O conhecimento do efeito do sono sobre as emoções advém do aumento de irritabilidade e de mau humor após uma noite de privação de sono, características que se agravam se a privação for mantida. Apesar disto, também se sabe que a privação aguda (algumas noites) de sono pode ter um efeito anti-depressivo, efeito esse usado, anos atrás, no tratamento das depressões graves.

Por outro lado, sabe-se que tanto o stress como as emoções positivas ou negativas que ocorrem no dia-a-dia influenciam o sono.

O aumento de eventos positivos contribui para melhor sono subjectivo, e uma noite de sono melhora o reconhecimento de imagens com componentes emocionais. Os acontecimentos negativos tiram o sono a muitos, bons ou maus, dormidores.

Nesta perspectiva, a privação de sono funciona como uma bomba relógio para surtos de irritabilidade/agressividade na vida normal e pode explicar o humor depressivo de muitas perturbações psiquiátricas.

Finalmente, múltiplas doenças do sono, ou doenças médicas, neurológicas e psiquiátricas que o atingem de modo primordial afectam sistematicamente a memória, a capacidade de atenção e as funções executivas.

Assim, a prática de dormir pouco em trabalhadores intelectuais afecta sobremaneira as capacidades cognitivas (memória, aprendizagem, criatividade), as funções executivas e as capacidades emocionais, capacidades estas, essenciais à própria execução das tarefas intelectuais.

Por isso, se o cérebro e o corpo são as nossas ferramentas de trabalho, pô-las em risco equivale a matar “a galinha de ovos de ouro” de cada profissional.

Em síntese: para pensar bem, é importante dormir bem.

E o corpo?

Os riscos para o corpo da privação de sono já foram descritos. Porquê?

Durante o sono, são produzidas de forma regular e sistemática as hormonas anabolizantes, ou seja, a hormona do crescimento, a prolactina e a testosterona, e são controladas as hormonas catabolizantes, com maior relevo para o cortisol e a hormona estimulante da tiroideia.

Tudo acontece de modo a que se cresça ou se reparem os tecidos dos diferentes órgãos enquanto se dorme, e estejam reguladas funções reprodutoras.
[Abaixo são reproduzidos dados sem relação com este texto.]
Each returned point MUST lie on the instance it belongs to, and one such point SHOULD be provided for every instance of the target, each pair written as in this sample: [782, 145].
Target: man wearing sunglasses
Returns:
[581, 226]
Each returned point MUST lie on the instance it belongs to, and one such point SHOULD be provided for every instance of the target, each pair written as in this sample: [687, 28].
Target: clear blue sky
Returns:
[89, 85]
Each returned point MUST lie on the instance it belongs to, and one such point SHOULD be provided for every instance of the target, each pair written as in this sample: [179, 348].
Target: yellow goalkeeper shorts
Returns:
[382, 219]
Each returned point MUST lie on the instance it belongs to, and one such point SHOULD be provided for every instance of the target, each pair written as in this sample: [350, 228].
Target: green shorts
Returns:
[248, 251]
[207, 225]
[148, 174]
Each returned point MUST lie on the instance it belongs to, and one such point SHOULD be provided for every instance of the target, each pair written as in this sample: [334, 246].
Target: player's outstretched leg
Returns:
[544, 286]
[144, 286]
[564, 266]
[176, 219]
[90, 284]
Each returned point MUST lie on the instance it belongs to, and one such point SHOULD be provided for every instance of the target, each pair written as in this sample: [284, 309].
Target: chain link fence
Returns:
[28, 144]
Tudo acontece para que, de manhã ao acordar, o cortisol esteja num nível adequado, para que o dia comece bem. Se não dormirmos, as hormonas anabolizantes diminuem e as catabolizantes aumentam e os riscos para a saúde aparecem.

Por outro lado, o sono é essencial na regulação de energia e para a homeostase, pelo controlo da temperatura, que diminui quando dormimos, e pela regulação do controlo energético por via alimentar, num balanço entre o que nos tira a vontade de comer (a leptina, produzida à noite) e o que nos aumenta o apetite (a orexina, produzida de dia e a grelina, segregada ao fim do dia). Por tudo isto, o dormir pouco dá fadiga e aumenta o risco de aumentar de peso em todos os grupos etários.
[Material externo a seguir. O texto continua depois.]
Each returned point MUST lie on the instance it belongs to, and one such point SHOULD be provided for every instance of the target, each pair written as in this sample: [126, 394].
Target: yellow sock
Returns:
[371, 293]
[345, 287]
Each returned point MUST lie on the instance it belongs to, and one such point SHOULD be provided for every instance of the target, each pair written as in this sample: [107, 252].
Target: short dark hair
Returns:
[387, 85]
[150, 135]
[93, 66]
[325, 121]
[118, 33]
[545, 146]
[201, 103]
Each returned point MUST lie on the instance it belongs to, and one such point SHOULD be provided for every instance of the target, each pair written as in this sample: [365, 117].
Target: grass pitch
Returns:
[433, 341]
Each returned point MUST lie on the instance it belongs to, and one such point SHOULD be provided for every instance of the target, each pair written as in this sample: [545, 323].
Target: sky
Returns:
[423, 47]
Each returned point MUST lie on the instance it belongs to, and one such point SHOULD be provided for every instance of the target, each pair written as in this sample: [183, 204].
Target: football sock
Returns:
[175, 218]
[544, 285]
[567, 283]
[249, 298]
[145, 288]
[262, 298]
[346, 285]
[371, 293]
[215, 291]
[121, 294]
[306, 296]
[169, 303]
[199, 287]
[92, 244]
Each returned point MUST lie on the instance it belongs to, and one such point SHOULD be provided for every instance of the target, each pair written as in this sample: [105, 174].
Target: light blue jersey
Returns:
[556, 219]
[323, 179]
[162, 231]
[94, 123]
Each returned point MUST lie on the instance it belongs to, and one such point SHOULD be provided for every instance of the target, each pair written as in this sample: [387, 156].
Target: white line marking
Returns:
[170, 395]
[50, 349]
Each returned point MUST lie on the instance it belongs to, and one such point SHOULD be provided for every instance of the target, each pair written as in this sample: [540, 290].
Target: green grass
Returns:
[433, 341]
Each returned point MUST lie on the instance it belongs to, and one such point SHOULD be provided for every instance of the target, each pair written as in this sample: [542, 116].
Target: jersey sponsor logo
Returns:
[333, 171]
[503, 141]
Além disso, o sono tem uma relação estreita e complexa com a imunidade e o não dormir aumenta o risco de doenças infecciosas e eventualmente auto-imunes.

No sono controla-se a divisão celular e, por isso, tanto o dormir pouco como o dormir fora de horas ou de forma irregular aumentam o risco de cancro em ambos os sexos.

Não ter limites? A grande ilusão da época tecnológica.

Não dormir é verdadeiramente pôr em risco um aforismo romano: “Alma sã em corpo são”.